Zigzagueo en vano por las aburridas fórmulas que me hacen caer en el hueco de los lugares comunes del juego de la seducción, que a ella, no la seducen para nada. Ahí se me escapa. Me doy cuenta tarde, luego de hacer todo tipo de intento mecánico por conquistarla, y debo confesar que a mí también me la baja y me cuesta actuar de estereo-tipo.
Gozar de esa intimidad donde inventamos una complicidad posible, es lo posible en cuarentena.
Ella tiene toda la pinta de que no tiene nada que perder. Me sorprende que los tiempos juntos no sólo no se pierdan sino que se pasen volando. Mientras descose el corset de las triviales etiquetas, yo puedo vestirme con los ropajes de todas mis personas. Y tampoco tengo nada que ganar. Perder y ganar son paradigmas del capitalismo, pienso al tiempo que advierto con resignada frustración que mi computadora es un objeto de consumo “necesario para estar a su lado”.
En ella todo es impredecible hasta para ella misma.

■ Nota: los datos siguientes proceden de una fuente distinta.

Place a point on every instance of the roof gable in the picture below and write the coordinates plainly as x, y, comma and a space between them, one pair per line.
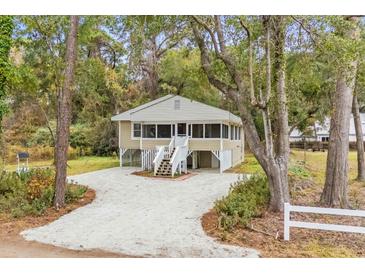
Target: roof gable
176, 108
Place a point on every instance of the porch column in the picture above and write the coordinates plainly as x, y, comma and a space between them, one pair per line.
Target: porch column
121, 157
220, 162
220, 151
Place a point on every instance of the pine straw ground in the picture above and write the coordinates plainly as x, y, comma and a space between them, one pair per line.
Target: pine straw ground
13, 245
303, 242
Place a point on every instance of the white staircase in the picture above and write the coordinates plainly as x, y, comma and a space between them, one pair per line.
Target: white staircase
172, 159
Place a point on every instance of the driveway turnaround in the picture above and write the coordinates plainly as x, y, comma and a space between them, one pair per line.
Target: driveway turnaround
144, 217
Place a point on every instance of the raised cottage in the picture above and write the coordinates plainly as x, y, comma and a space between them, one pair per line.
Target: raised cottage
173, 133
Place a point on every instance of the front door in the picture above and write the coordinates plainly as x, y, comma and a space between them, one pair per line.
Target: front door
181, 129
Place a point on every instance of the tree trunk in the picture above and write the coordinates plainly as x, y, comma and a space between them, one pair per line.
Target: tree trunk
64, 114
359, 140
335, 189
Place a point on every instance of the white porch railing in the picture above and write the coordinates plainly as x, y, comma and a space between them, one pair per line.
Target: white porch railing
179, 156
320, 210
158, 159
147, 156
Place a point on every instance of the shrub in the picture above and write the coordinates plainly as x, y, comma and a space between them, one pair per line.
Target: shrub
245, 200
74, 192
299, 171
33, 192
42, 136
39, 181
80, 138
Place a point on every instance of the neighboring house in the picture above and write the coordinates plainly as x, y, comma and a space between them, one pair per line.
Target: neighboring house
321, 132
173, 133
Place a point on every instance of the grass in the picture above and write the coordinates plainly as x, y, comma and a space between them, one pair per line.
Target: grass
314, 161
307, 173
78, 166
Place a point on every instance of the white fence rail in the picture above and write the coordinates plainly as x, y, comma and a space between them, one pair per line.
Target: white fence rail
320, 210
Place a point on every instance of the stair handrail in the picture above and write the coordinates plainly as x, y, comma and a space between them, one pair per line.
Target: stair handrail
175, 160
179, 155
158, 159
171, 145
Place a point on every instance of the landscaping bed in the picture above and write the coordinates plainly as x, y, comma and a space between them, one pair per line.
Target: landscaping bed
26, 202
264, 230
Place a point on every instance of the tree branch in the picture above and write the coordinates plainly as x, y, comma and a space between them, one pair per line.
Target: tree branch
305, 28
254, 101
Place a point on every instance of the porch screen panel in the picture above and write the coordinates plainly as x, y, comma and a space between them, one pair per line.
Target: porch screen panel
163, 131
212, 130
149, 131
198, 131
225, 130
136, 130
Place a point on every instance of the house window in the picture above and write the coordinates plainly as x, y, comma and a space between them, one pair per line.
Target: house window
198, 131
149, 131
212, 130
163, 131
225, 130
177, 104
136, 130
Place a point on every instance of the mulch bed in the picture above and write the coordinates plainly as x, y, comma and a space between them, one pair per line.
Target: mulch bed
14, 245
13, 226
303, 242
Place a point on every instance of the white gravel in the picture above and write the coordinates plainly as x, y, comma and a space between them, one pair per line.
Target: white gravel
143, 217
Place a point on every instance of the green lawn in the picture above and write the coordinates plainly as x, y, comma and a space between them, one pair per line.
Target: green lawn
314, 161
78, 166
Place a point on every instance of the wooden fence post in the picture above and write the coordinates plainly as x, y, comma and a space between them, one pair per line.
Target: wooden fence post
286, 221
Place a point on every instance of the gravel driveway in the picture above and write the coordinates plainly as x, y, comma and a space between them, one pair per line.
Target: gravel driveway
143, 217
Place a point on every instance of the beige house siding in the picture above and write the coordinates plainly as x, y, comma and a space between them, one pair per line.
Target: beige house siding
125, 140
237, 147
151, 144
204, 144
187, 108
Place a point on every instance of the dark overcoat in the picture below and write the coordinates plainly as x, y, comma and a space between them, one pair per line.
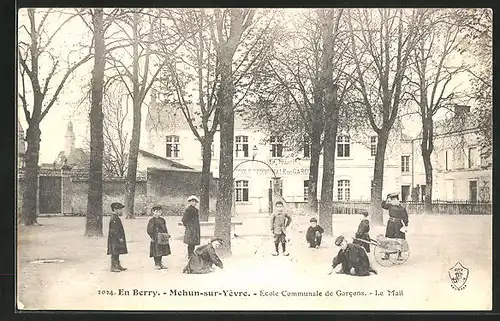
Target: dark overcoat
157, 225
354, 256
191, 220
202, 260
363, 234
117, 243
397, 217
311, 233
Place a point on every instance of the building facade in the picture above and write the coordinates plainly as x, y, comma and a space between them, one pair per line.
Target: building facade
168, 134
460, 173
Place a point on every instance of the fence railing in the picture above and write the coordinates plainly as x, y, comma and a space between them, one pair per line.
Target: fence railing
438, 207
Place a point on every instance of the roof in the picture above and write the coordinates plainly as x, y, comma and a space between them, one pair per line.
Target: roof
165, 160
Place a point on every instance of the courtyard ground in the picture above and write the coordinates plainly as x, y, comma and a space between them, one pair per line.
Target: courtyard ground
437, 243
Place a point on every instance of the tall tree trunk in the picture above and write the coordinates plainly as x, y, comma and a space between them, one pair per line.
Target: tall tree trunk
427, 147
225, 191
428, 182
205, 179
132, 161
30, 189
378, 178
136, 124
329, 145
314, 170
94, 199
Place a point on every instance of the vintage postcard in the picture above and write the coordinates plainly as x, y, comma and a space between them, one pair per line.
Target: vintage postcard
254, 159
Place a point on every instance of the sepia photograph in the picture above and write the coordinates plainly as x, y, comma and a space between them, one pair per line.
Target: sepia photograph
228, 159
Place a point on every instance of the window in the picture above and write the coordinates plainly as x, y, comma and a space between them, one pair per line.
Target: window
473, 191
405, 164
373, 146
241, 191
211, 150
472, 157
307, 147
276, 146
241, 146
344, 190
405, 193
173, 146
343, 146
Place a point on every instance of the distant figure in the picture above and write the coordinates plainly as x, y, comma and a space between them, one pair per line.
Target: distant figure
314, 233
279, 222
397, 217
191, 220
352, 258
363, 232
157, 231
204, 257
117, 244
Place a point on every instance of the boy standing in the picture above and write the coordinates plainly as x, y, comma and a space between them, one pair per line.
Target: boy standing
314, 234
279, 222
363, 232
117, 244
157, 231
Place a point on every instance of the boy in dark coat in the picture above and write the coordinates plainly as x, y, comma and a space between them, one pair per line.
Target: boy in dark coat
314, 233
191, 220
159, 246
117, 244
279, 222
397, 217
363, 232
204, 257
353, 259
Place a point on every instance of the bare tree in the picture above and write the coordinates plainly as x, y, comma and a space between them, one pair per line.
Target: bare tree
116, 134
227, 30
382, 41
139, 27
435, 70
35, 52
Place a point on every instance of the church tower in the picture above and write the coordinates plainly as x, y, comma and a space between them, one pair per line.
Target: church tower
69, 139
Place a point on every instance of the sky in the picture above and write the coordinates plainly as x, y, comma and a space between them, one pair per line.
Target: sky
68, 105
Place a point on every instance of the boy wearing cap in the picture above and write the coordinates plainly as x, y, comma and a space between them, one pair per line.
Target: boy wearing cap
191, 221
397, 224
353, 259
204, 257
279, 222
117, 244
314, 233
363, 232
157, 231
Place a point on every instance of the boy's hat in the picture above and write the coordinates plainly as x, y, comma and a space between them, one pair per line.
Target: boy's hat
116, 206
393, 195
213, 239
339, 240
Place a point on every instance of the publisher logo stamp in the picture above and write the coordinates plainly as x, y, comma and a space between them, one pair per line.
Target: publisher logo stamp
458, 276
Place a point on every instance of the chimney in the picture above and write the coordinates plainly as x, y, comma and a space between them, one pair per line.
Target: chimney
69, 143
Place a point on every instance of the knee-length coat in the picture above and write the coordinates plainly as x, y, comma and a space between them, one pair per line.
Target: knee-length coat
354, 256
157, 225
202, 260
191, 220
397, 217
117, 243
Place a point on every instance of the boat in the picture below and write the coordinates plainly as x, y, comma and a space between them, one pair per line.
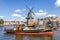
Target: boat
30, 29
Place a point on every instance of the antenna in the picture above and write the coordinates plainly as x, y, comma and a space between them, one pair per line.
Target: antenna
30, 10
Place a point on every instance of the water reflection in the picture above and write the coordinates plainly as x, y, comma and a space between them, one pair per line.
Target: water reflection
32, 37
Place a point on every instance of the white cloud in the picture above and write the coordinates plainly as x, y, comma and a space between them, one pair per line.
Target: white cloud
57, 3
41, 13
17, 17
1, 16
20, 11
51, 15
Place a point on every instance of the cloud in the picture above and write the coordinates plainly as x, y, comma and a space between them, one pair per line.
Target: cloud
19, 11
51, 15
41, 13
17, 17
1, 16
57, 3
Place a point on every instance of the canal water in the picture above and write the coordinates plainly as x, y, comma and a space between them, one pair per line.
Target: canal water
3, 36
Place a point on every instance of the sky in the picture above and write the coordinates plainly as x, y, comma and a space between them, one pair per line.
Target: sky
16, 10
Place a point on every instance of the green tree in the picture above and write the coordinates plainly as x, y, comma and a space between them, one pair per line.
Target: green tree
1, 21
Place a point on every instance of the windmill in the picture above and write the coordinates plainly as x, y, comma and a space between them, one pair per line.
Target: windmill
30, 13
30, 16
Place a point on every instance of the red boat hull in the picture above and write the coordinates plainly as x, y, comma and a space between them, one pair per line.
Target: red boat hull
40, 33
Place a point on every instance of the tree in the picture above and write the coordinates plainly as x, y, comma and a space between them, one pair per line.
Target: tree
1, 21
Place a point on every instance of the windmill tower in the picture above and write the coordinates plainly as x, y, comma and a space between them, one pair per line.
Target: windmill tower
30, 20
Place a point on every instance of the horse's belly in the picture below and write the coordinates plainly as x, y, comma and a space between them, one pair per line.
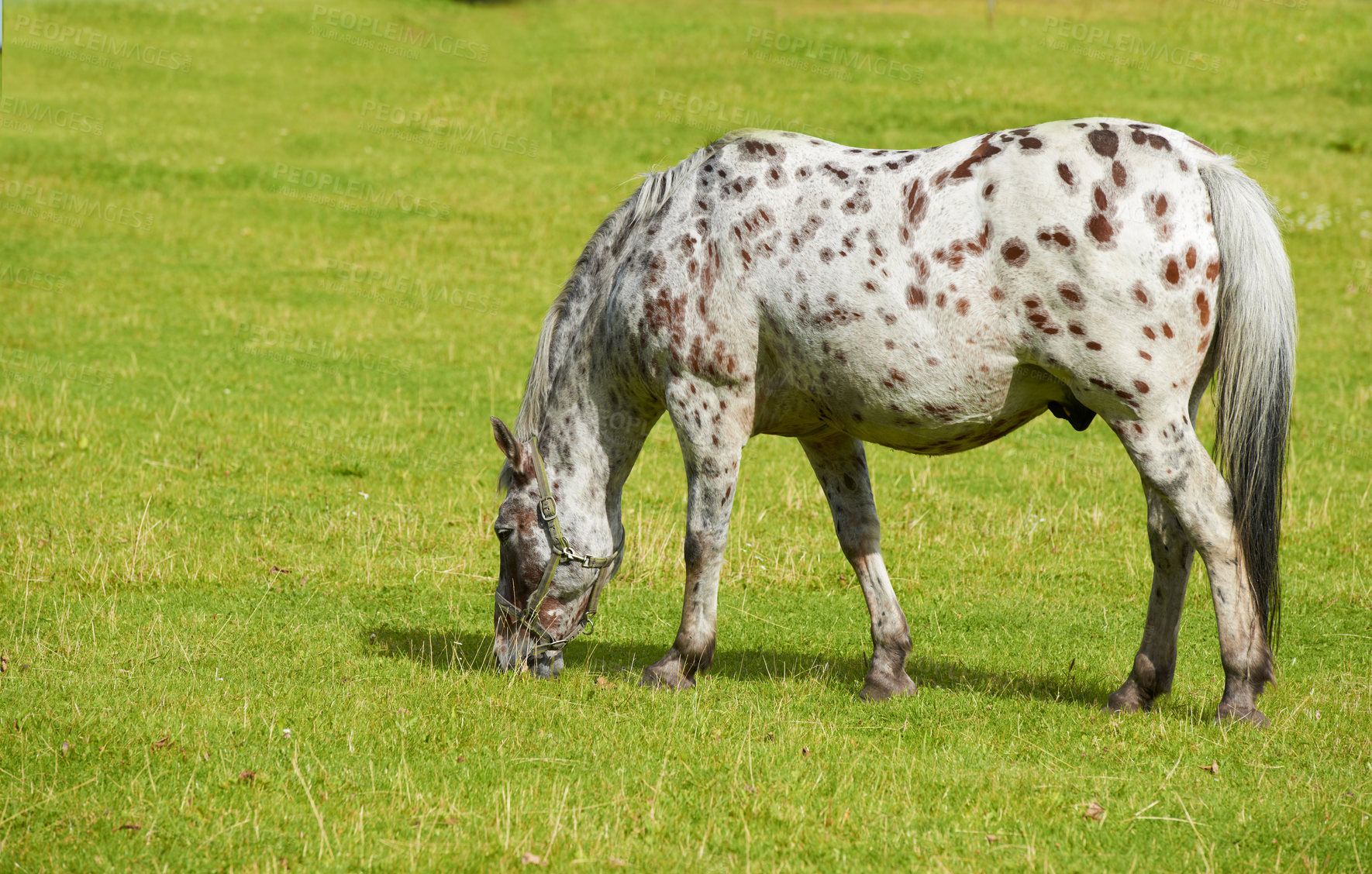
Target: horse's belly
936, 402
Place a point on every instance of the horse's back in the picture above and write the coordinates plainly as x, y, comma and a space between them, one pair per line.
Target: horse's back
935, 298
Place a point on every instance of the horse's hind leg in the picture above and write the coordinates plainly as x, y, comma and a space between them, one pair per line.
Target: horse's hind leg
1177, 468
841, 468
1157, 656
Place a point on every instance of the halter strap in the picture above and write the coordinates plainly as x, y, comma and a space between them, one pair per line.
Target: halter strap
527, 618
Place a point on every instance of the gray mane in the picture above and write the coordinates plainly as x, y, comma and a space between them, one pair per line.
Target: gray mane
593, 268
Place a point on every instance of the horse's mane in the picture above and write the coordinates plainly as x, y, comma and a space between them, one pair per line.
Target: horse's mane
593, 267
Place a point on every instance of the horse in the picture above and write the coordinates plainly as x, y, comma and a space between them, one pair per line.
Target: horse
930, 301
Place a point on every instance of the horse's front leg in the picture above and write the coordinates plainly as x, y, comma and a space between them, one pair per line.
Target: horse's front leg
712, 425
841, 466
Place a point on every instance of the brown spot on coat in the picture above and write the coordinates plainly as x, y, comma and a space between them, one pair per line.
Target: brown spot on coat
1014, 251
1204, 306
1105, 142
983, 151
1101, 228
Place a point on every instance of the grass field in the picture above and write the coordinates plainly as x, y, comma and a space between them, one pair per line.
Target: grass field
265, 272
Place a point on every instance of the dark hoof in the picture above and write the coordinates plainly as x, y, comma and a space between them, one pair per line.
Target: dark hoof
666, 676
1128, 699
1232, 714
882, 688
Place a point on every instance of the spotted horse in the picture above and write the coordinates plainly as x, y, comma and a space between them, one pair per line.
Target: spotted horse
930, 301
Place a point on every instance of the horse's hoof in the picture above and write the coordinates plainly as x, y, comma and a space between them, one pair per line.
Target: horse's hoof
880, 689
1232, 714
1128, 699
664, 676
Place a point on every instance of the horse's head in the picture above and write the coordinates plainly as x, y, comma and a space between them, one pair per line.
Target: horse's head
548, 590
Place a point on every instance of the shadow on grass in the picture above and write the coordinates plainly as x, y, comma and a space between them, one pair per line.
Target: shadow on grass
447, 651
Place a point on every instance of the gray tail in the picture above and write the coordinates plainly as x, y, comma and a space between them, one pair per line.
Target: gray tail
1256, 336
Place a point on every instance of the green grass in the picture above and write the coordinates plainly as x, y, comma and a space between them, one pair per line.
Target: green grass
244, 490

Ni siquiera intenta llenar los puntos suspensivos.
Se apasiona con mi relato sobre el rodaje de mi película y me indaga sobre la próxima que tengo en edición, y con esa misma pasión charlamos sobre cineastas, escritores, artistas, obras de teatro y siempre, siempre de nuestros poetas preferidos.
Decido dejarme arrastrar con arrojo por mis interrogantes y me transporto a lo incognoscible y ¡que pase lo que pase! Y quizá, sea ahí donde nace la poesía, en ese abismo de lo inasequible. El vértigo de ese abismo me devora hasta hundirme encendido por el deseo de embriagarme de poesía.
¿Y si en lugar de poesía es puro verso?, me lo pregunto pero en el fondo, ¡me importa un carajo!
Mientras exista poesía, seguiré incólume, con mi verdad, la única que puede concebirse: no entender una mierda de qué la va todo esto pero disfrutarlo aunque a la vista de cualquier observador, pudiera resultar un absurdo. Saboreo cada palabra que sale de mi boca y de la suya, y las que no, y de las dos bocas juntas que, a la salida del bar y en un impulso repentino, se sellaron por un largo rato, etéreo y eterno oxímoron arrojado en plena calle de un barrio que hoy parece estar suspendido en el tiempo.
¡Y mi pija se vuelve a poner dura sólo con recordarlo!